Programme to Combat Racism
- Parent organization: World Council of Churches

= Programme to Combat Racism =

The Programme to Combat Racism (PCR) was a political programme of the World Council of Churches (WCC) during the 1970s, 1980s and 1990s. It funded a number of liberation movements and between 1979 and 1991 was thought to have donated a total of $9,749,500 to these groups.

==History==
In 1970, Reader's Digest suggested that the PCR was contributing to fourteen groups involved in revolutionary guerrilla activities, some of which were Communist in ideology and receiving arms from the Soviet Union. In 1977, The Fraudulent Gospel was published in the United States and Britain. The front cover showed a graphic photo of 27 Black Rhodesians it claimed were "massacred by WCC-financed terrorists in Eastern Rhodesia in December 1976." Groups that benefitted from PCR's financial support included National Union for the Total Independence of Angola, People's Movement for the Liberation of Angola, Liberation Front of Mozambique, South West Africa People’s Organisation, Patriotic Front of Zimbabwe, African National Congress, and Pan Africanist Congress of Azania. They were accused of donating $85,000 to Zimbabwe African National Union in 1978. Controversy over PCR was expressed in Time in an article entitled Going Beyond Charity: Should Christian Cash Be Given to Terrorists? Further criticism has come from the Christian right. The Programme to Combat Racism was changed and concerns addressed through the “Special Commission".
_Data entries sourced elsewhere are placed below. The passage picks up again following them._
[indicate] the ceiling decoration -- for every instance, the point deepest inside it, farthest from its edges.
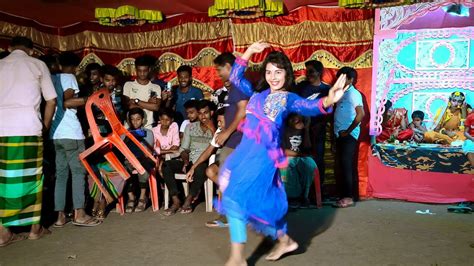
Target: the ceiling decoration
(127, 16)
(377, 3)
(246, 9)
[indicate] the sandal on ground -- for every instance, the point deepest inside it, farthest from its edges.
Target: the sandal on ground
(141, 205)
(186, 210)
(43, 232)
(61, 225)
(343, 204)
(100, 215)
(88, 223)
(14, 238)
(130, 206)
(220, 222)
(172, 210)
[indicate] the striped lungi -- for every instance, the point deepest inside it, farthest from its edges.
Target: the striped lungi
(21, 180)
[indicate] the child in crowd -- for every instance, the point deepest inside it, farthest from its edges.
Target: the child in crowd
(394, 125)
(417, 126)
(166, 135)
(142, 93)
(195, 141)
(68, 139)
(212, 170)
(191, 113)
(298, 176)
(468, 146)
(145, 137)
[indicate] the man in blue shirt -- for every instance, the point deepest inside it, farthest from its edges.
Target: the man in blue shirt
(347, 117)
(183, 93)
(314, 88)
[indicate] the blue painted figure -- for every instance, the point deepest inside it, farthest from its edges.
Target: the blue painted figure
(252, 189)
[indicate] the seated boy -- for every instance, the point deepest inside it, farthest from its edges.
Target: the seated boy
(196, 138)
(191, 115)
(213, 170)
(449, 126)
(166, 135)
(394, 125)
(136, 118)
(298, 176)
(417, 126)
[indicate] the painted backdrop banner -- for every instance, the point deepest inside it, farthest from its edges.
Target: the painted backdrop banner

==Accusations of anti-Zionism==
The council has been described by Bat Ye'or as taking anti-Zionist positions in connection with its criticisms of Israeli policy. She believed the Council had focused disproportionately on activities and publications criticizing Israel in comparison to other human rights issues. Council members were characterized by Israel's former justice minister Amnon Rubinstein as anti-Zionist. The WCC rejected this accusation and, in 2005, WCC General Secretary Samuel Kobia said that anti-Semitism is a "sin against God and man" and "absolutely irreconcilable with the profession and practice of the Christian faith."